Educational institutions, especially universities, do not have a reputation for rapid change, which makes Dalhousie University's College of Sustainability remarkable.

In the summer of 2007, the college was merely a gleam in the eye of students, faculty members and deans, all looking for more collaboration between faculties, departments and programs relevant to the study of the physical environment and sustainability-based issues. Just two years later, in the fall of 2009, the college opened its doors to the first cohort of students in the ESS (Environment, Sustainability and Society) program.

As of June 2011, almost 850 students have taken an ESS class, and about half of these ESS students say they chose Dalhousie because of the College of Sustainability. The college is housed in the “greenest” building on campus — the new Mona Campbell academic building at the corner of Coburg and Le Marchant streets. The designers are hoping to receive a LEED Gold (Leadership in Energy and Environmental Design) certification for the building.

The college was created in recognition of the urgency and complexity of today's environmental challenges. Solutions to global issues like overpopulation, deforestation, climate change and pollution will require inspired thinking and creative energy from a new generation of leaders.

Julian Boyle, energy manager for Halifax Regional Municipality, agrees.

“We can't keep doing things the way we've been doing them,” he says. “We really have to shift toward sustainability to protect the natural environment but also to protect the economy and to create the jobs of the future.”

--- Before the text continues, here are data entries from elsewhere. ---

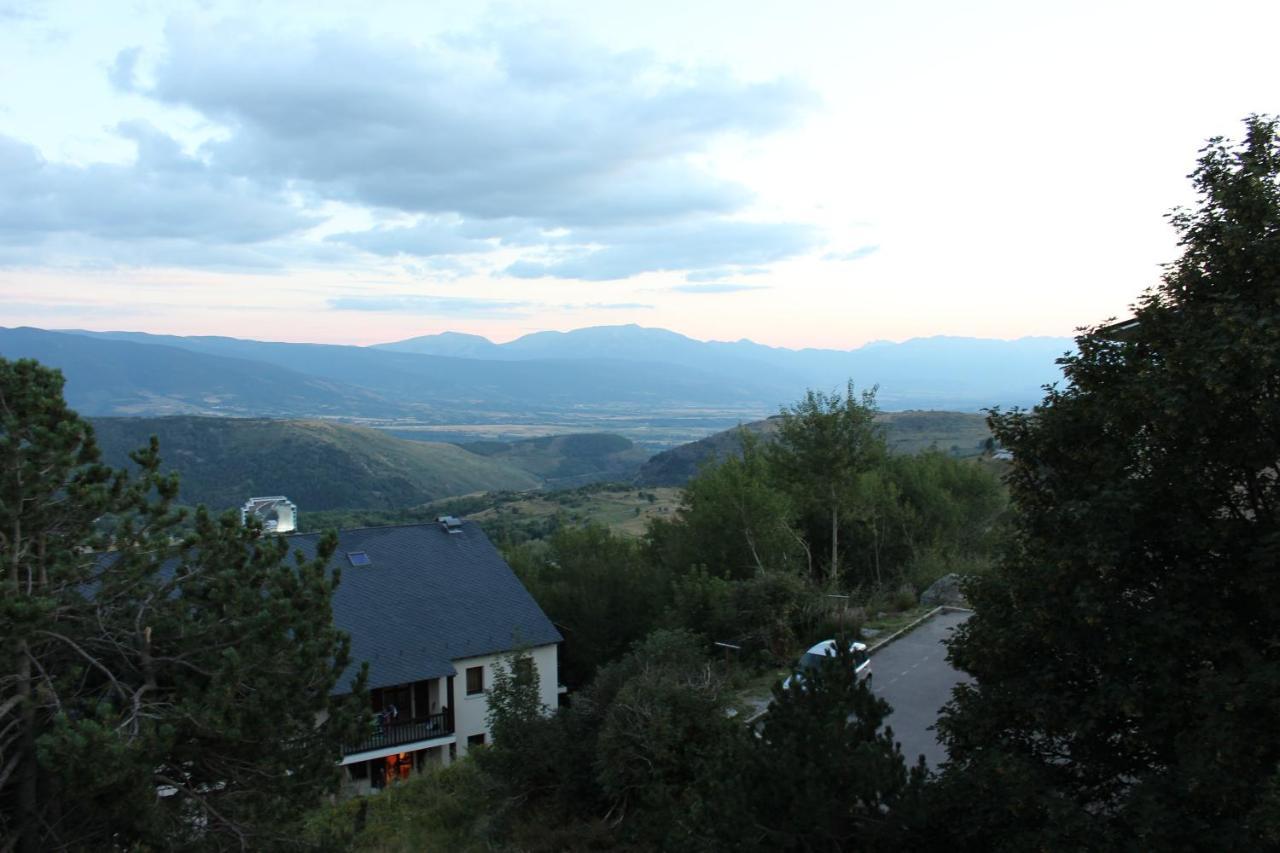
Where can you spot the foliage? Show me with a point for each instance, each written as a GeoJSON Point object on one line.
{"type": "Point", "coordinates": [1125, 649]}
{"type": "Point", "coordinates": [731, 520]}
{"type": "Point", "coordinates": [824, 445]}
{"type": "Point", "coordinates": [448, 808]}
{"type": "Point", "coordinates": [151, 693]}
{"type": "Point", "coordinates": [598, 589]}
{"type": "Point", "coordinates": [819, 775]}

Some believe that schools have not changed their approach quickly enough. Deborah Buszard, associate director of outreach and research notes: “If you look at the kinds of problems that we're facing now, many of the people involved in creating those problems were themselves university educated. What that tells us is that we need to change the way we educate people in university.”

Dalhousie's College of Sustainability has recognized this need for change with a ground-breaking double major undergraduate program allowing students to pair ESS studies with disciplines as diverse as biology, planning, theatre, sociology, or marine science.

Susan Tirone, associate director, undergraduate, says “we can't say to students 'here's how you do it' — but we can give them a set of critical thinking skills and a knowledge base to explore complex sustainability issues.”

The ESS faculty hope that by breaking down the barriers between academic disciplines, using a team-teaching approach and offering an experiential and hands-on curriculum that graduates, whatever their career, will be equipped with a new kind of enlightened, eco-conscious thinking to tackle earth's complex environmental challenges.

Steven Mannell, director of the college, thinks that team-taught lectures, hands-on tutorials, and on and off-campus internships help students.

“They get a sense of what they can do and discover what role they play in a larger group and how to work together to move things forward,” says Mannell. “We're giving them a sense of agency or power in the world, and inspiring them to take action.”

Melissa LeGeyt, a second-year ESS student agrees.

“In class, it's not just 'here are the depressing facts, now go home and be sad’,” she says. “The profs offer ideas about how to do something constructive.”

Society is facing enormous challenges and changes. Solutions will need to come from all areas of social and economic activity. An understanding of sustainability issues will be essential for all citizens, leaders and decision-makers in every sector.